The value is we'll be giving people a lot more flexibility in thinking about where they run their environment, how they manage cost control around different things.
Then you have to do the analysis and say, this service is heavily used and it's on Azure right now, it's actually cheaper to run it on Amazon. Let's move it over to Amazon. Or, it's getting more used in the east coast of America than it is in Australia, let's move it to a different place where we'll have a different service level agreement.
MuleSoft has adapted its licensing model so that customers can run on-premise or in the cloud without having to worry about price variations.
We used to separate on premise and cloud. We don't do that. You just now buy [virtual cores] and you can deploy wherever. It just makes it super easy because people didn't always know when they would deploy things. Whether you're running, actually bare bone in your data center ... Whether you're running in Cloud Foundry, whether you're running it in Azure, whether you're running it on Amazon, whether you're running on CloudHub, which is our PaaS ... You'll get the same management, deployment and interaction behavior and you get the same metrics and the same analytics.
The ability to move assets between clouds is a sign of maturity in the cloud environment, says Mason.
What I find in this industry, we go into spikes of innovation and then pattering into management control and cost control, and almost like it's a commodity.
Commodity for the application will really be how well can you optimize across these cloud providers to get the best bang for the buck. When does it make sense to bring on site and just run it on Cloud Foundry? That's going to be a big part to play in this, I think. There will be utility based modeling of interactions in the enterprise.
Looking forward to the future, Ross believes there will be a lot more automation and delegation in the application infrastructure.
The way we do it today probably won't be the way we'll want to do it in four years from now.
I don't want to build all these services from scratch, I want to plug something in like an appliance that says, I'm attaching Salesforce in my application network, and the network becomes aware of it and exposes everything automatically. Or, I want to build a data marketplace with my data warehouse and I can plug this thing on top and I've got a packaged, sort of API factory, for unlocking read-only APIs in there.
I don't have to sell that to central IT anymore. I can go and sell that to other people in the business and say, this is what I want, you go and make the case for it, and we'll just plug it in. The central IT is like, that's okay because it's going to plug into my overall infrastructure much more easily than just a packaged offering.
Micro applications in the engagement layer, rather than raw API portals, will become the mechanism for widespread adoption of these services, he says.
If you've got ten thousand people using FTP to move data around, to tell them, don't do that now, go and call an API, they just can't do it. Even though it seems obvious, they'll find a thousand reasons not to do it.
If you give them a little applet that sits somewhere and behaves in the same way as it behaved before but now actually channels you to do the right thing, they're going to do it. You can put that on them.

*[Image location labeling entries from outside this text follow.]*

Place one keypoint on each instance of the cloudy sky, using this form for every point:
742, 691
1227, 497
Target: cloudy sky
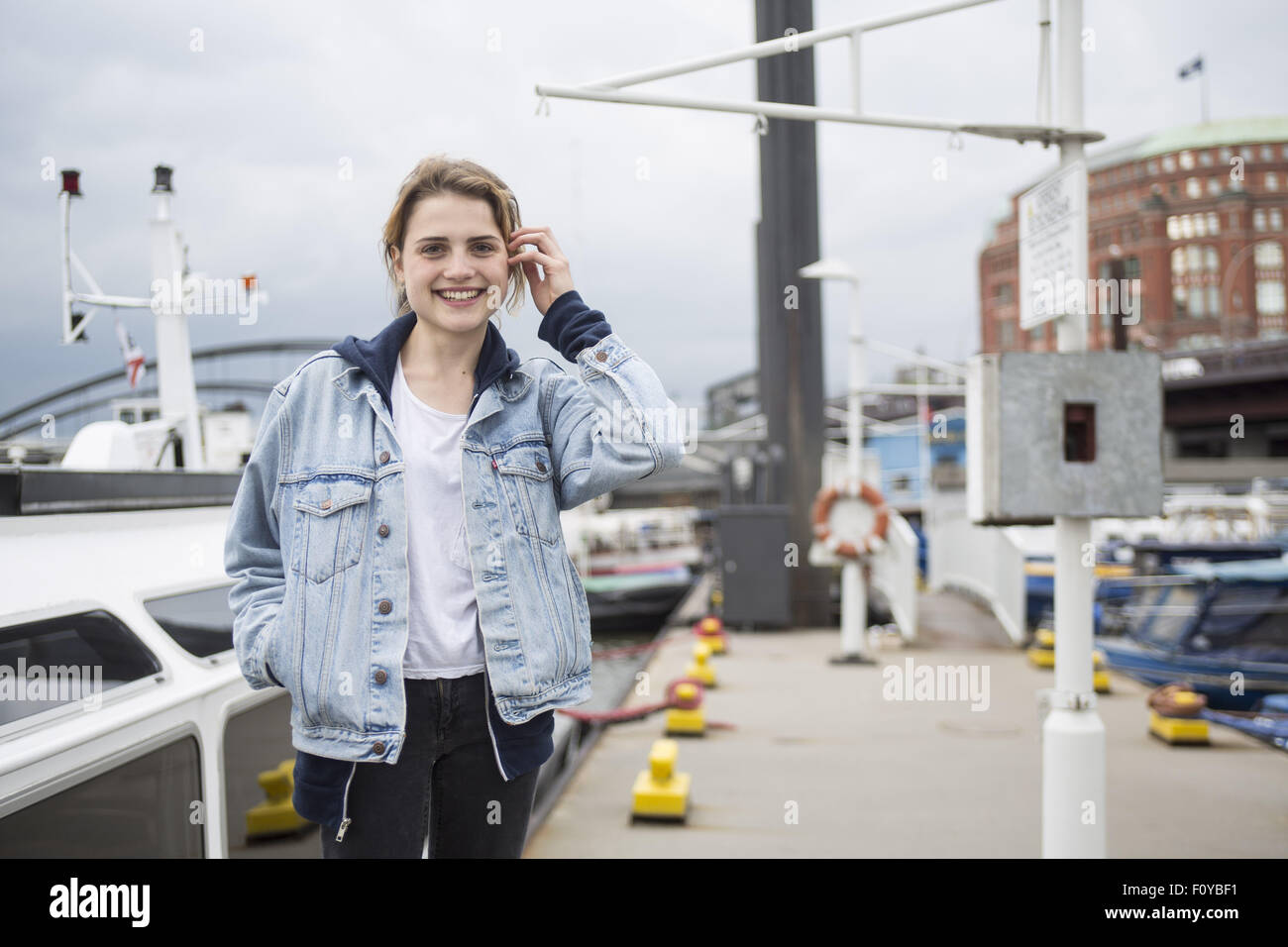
259, 120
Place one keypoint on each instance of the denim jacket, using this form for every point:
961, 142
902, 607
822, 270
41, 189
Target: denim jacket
317, 539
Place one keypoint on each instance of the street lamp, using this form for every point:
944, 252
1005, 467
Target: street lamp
854, 594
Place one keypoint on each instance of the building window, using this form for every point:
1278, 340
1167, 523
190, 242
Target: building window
1197, 309
1270, 296
1194, 258
1269, 254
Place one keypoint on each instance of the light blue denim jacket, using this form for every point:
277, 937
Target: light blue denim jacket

So these micro apps that will serve ... It might only be twenty consumers but it doesn't take long to use. You can point them there and you can say switch off the other mechanisms so you're only using this. They'll actually do it. I think that notion of micro apps is actually going to be quite important.
It's a matter of packaging IT in a way that makes it easy to consume, he concludes.
I don't think we're very good at packaging a consumption experience within the enterprise without giving people too much information. Some people don't want the information, they just want to know how to get it done and move on.